Investigation of the nuclear localization of the βγ subunit of heterotrimeric G proteins

In addition to established functions at the plasma membrane, G protein coupled receptor (GPCR)‐initiated pathways directly impact the functions of internal organelles, including the nucleus. Probing the impact of nuclear GPCR activity on cellular physiology promises to elucidate connections between GPCRs and neoplastic diseases, which integrally involve aberrant gene regulation. We are focusing on roles for Gβγ in the mechanisms of transcriptional regulation observed upon stimulation of specific nuclearized GPCRs. Previous research has demonstrated both the physical presence of Gβγ in the nucleus and downstream effects consistent with signaling through nuclear Gβγ. Remaining to be established is the mechanism by which Gβγ arrives in the nucleus. Is Gβγ a consistent resident of the nucleus in some population of cells or does it migrate to the nucleus downstream of a signal? We propose that in certain cases Gβγ enters the nucleus simultaneously as a GPCR moves into this organelle.

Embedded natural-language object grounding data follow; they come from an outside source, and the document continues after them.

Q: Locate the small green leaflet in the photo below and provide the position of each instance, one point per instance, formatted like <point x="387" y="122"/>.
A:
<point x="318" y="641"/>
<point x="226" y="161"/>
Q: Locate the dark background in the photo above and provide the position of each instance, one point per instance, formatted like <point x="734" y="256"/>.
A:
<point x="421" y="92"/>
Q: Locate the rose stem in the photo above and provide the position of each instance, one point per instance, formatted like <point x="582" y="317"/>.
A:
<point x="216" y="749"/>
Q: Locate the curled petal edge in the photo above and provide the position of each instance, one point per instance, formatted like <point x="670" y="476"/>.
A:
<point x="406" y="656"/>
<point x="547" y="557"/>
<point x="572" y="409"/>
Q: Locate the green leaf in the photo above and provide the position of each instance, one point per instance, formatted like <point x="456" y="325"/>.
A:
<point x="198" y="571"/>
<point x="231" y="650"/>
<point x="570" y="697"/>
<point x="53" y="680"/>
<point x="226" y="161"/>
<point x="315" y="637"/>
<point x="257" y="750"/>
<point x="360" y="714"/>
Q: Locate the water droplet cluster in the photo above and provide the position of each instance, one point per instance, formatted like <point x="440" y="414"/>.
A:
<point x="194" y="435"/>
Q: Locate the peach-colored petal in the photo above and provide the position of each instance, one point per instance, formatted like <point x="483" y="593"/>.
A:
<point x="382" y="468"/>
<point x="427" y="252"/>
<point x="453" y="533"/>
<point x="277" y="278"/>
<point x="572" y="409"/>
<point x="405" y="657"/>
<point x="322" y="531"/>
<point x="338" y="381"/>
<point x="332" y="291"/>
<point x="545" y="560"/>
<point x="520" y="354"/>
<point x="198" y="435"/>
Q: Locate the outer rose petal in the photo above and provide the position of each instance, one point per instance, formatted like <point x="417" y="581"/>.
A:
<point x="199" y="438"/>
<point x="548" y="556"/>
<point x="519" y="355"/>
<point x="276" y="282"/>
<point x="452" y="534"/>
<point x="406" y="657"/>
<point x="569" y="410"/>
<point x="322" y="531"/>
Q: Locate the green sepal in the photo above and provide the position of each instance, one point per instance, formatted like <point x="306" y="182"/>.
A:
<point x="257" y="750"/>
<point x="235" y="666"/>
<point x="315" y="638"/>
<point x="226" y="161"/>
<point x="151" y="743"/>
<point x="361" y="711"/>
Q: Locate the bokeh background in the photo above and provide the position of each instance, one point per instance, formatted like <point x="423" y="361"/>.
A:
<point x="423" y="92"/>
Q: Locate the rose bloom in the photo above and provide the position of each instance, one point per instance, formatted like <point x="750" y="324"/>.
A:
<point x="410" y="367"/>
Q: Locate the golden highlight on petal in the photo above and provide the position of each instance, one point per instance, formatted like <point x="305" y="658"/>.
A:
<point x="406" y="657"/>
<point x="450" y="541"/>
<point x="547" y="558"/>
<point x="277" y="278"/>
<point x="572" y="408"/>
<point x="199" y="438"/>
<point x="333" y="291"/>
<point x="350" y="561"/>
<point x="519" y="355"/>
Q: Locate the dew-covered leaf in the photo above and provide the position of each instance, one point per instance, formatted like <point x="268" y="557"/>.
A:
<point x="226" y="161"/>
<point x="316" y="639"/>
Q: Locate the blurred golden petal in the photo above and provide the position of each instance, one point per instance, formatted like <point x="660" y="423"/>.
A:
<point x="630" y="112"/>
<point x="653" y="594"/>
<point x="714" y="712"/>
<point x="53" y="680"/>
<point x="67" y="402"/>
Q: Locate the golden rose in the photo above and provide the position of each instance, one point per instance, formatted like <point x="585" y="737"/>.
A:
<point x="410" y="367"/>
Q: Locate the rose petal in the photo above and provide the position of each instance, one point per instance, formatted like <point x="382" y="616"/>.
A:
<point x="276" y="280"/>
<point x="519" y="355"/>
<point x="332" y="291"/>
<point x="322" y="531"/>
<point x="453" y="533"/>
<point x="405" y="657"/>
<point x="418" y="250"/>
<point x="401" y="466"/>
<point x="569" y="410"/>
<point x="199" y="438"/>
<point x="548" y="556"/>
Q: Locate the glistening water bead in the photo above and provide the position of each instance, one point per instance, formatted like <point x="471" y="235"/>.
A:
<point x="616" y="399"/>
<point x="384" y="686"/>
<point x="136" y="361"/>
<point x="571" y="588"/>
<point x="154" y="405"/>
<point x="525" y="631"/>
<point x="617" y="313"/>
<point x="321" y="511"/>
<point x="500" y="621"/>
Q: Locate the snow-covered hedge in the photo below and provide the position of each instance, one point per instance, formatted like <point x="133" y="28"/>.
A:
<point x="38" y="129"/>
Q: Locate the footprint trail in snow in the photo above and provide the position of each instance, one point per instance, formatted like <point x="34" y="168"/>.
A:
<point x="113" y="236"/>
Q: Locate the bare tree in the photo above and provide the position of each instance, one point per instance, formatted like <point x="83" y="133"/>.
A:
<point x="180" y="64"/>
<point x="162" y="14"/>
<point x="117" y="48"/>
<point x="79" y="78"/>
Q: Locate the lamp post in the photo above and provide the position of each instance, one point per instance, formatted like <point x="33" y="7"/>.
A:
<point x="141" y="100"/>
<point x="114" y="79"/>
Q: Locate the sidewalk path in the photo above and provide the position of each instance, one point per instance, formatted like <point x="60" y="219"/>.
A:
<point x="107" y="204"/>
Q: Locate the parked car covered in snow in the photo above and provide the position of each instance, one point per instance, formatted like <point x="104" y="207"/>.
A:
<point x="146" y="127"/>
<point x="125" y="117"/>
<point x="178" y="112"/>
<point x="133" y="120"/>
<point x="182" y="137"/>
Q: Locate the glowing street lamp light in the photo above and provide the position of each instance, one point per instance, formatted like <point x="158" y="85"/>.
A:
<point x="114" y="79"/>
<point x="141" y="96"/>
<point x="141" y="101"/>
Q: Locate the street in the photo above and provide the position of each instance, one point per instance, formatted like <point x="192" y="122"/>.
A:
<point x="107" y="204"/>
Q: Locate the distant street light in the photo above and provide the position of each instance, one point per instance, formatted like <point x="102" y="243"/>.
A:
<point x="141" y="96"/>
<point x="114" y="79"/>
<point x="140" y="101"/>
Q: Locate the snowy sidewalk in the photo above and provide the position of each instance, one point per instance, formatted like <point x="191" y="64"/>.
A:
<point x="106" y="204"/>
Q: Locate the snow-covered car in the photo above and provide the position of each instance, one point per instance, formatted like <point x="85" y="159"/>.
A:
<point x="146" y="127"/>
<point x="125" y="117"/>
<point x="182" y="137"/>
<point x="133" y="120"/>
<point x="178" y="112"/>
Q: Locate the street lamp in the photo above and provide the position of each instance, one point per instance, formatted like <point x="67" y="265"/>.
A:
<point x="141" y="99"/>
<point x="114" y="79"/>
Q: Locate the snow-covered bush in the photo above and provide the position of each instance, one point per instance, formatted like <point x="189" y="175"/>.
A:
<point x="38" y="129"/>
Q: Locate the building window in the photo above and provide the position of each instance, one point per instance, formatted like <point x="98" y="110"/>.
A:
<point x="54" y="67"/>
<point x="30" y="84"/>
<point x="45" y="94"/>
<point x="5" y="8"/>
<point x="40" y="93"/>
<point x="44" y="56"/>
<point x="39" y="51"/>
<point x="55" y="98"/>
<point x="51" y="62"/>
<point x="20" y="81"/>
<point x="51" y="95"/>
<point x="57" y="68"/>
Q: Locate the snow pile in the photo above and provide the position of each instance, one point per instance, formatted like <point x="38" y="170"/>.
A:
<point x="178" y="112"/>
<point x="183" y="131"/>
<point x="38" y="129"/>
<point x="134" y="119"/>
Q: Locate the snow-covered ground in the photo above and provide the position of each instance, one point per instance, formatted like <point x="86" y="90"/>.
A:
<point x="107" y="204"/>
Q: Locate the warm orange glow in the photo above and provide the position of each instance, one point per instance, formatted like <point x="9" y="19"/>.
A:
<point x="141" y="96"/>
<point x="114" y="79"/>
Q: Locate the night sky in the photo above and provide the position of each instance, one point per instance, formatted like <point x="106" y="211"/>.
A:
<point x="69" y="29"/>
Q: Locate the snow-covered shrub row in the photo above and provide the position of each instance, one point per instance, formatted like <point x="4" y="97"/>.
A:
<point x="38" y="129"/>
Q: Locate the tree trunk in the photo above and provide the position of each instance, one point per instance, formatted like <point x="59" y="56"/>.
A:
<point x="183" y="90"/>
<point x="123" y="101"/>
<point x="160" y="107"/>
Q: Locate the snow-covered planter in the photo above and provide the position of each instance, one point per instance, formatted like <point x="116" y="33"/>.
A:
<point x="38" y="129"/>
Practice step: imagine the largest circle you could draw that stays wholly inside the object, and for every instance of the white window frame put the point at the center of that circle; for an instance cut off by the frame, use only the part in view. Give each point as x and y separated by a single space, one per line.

To test this hypothesis, we will present microscopic and cellular dissection data investigating the time and temperature‐dependent sub‐cellular localization of Gβγ in cultured cell models in which the Gi‐coupled sphingosine 1‐phosphate receptor 1 (S1P 1 ) localizes to the nucleus upon stimulation. These results will inform future and concurrent studies into downstream effects of nuclear Gβγ activation.